Socialite who became a nun and dedicated life to prisoners' rights
Obituary - Mother Antonia Brenner
Mother Antonia Brenner, who has died aged 86, was a twice-divorced former Hollywood socialite and mum of seven who, in 1977, gave away most of her possessions, put on a homemade nun's habit and lived in a Mexican prison.
At first the Roman Catholic Church declined to give her its support; indeed for many years, as a divorcee she was unable to take Holy Communion.
Undaunted, she left her home in Ventura, California, packed in her job, made her vows in private and moved into a bunk in the women's wing of La Mesa Tijuana, a prison housing 7,500 male and 500 female prisoners, later moving to her own 10-by-10-foot concrete cell.
La Mesa was a notorious hellhole where rich drug-lords ruled the roost while hundreds of their poorer brethren lived in the cold and squalor amid rats and raw sewage, with no beds, food or even toilet paper unless their relatives brought supplies.
Over the next 30 years, "Madre Antonia", as she came to be known, transformed the atmosphere. Armed with a Bible, a Spanish dictionary and her own unassailable moral authority, she waded into riots and gun battles; shamed prison authorities into improving conditions and brought human rights violations to the attention of newspapers.
She persuaded doctors and dentists to hold free clinics; got local bakers to donate bread to supplement the meagre prison rations; rescued toilets from junk yards; prayed with prisoners and guards and got to know their families.
She also took on the Mexican legal system, accompanying inmates to court in order to force judges to justify the wildly different sentences they handed out to rich and poor.
Some 18 months into her ministry, the Bishop of Tijuana, Juan Jesus Posadas, made her an auxiliary Mercedarian, an order which works among prisoners.
Subsequently her work came to the attention of Pope John Paul II who gave her his blessing.
In 1991, Mother Teresa visited Tijuana to see her work. In 1997, Antonia began the process of forming the Eudist Servants of the Eleventh Hour, a religious community of women who serve the poor and downtrodden.
She bought a house near the prison to serve as a refuge for women leaving the prison; for women and children visiting family; and women and children in Tijuana for cancer treatment. In 2003, her religious community was accepted by the Bishop of Tijuana.
The second of three children, she was born Mary Clarke on December 1 1926 in Los Angeles, to Irish immigrant parents. Her mother died when she was pregnant with her fourth child, leaving her 24-year-old husband to raise his children on his own.
During the Depression he struggled to keep food on the table, but in Mary's teenage years his office supply business was successful enough that it allowed him to move his family to a luxurious new home in Beverly Hills, where neighbours included Hedy Lamarr, John Barrymore and Dinah Shore. As she moved into the Hollywood social scene, Mary Clarke's wardrobe filled with mink coats and ball gowns.
Yet her father never let his children forget the less fortunate and she became involved in projects to send medical supplies to people in need in Africa, India, Korea, the Philippines and South America.
A vivacious and attractive blonde, Mary had no shortage of male admirers, and at the age of 19 she married a former serviceman. They had three children (one of whom predeceased her), but her husband's addiction to gambling left the family in debt. Five years later she divorced him. In 1950 she married Carl Brenner, with whom she had five more children.
When her father died in 1956, she took over his business. All the time she continued to do charity work.
In 1965, she accompanied a priest on a mission to deliver medicine and supplies to Tijuana, Mexico, where they ended up at La Mesa. She was so haunted by the inmates' plight she could not stop thinking about them.
She began visiting the prison on a regular basis, bringing in carloads of medicine, food and clothes, and attending to the material and spiritual needs of both inmates and guards.

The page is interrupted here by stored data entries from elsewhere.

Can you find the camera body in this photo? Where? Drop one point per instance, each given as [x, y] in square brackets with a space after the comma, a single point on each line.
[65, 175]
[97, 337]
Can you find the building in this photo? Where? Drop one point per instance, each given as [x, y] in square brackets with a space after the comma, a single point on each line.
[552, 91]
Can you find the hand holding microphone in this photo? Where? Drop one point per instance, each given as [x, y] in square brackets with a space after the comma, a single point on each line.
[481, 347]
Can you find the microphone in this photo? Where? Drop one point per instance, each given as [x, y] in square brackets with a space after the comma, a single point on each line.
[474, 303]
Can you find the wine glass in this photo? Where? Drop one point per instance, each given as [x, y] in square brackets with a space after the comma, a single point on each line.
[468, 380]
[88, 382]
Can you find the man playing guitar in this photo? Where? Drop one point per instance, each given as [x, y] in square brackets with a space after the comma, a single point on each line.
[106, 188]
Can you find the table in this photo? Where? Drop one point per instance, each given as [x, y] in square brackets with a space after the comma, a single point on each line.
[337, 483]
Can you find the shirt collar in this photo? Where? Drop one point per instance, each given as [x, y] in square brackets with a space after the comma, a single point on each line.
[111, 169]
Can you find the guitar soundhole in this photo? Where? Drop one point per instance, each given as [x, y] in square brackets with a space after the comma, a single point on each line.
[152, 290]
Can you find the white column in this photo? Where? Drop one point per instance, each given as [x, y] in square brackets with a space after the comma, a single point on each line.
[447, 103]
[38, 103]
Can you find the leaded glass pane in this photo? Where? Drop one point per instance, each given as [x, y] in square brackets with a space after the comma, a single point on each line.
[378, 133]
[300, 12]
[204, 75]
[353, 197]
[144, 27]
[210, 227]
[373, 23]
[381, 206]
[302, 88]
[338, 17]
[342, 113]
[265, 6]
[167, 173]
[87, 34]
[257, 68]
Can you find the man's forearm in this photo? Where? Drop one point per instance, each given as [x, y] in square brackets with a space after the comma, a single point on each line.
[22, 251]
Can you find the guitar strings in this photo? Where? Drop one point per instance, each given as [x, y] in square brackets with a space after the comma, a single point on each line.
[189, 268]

From early on in her second marriage, Mary Brenner realised that she and her husband had little in common, and as time went by they lived almost completely separate lives.
By 1966, she had come to believe that her prison work was her true vocation. In 1970 she closed her father's business and two years later divorced her husband.
In 2005, Mother Antonia was the subject of a book, The Prison Angel, by Mary Jordan and Kevin Sullivan.
She stayed in regular contact with her seven children, who survive her.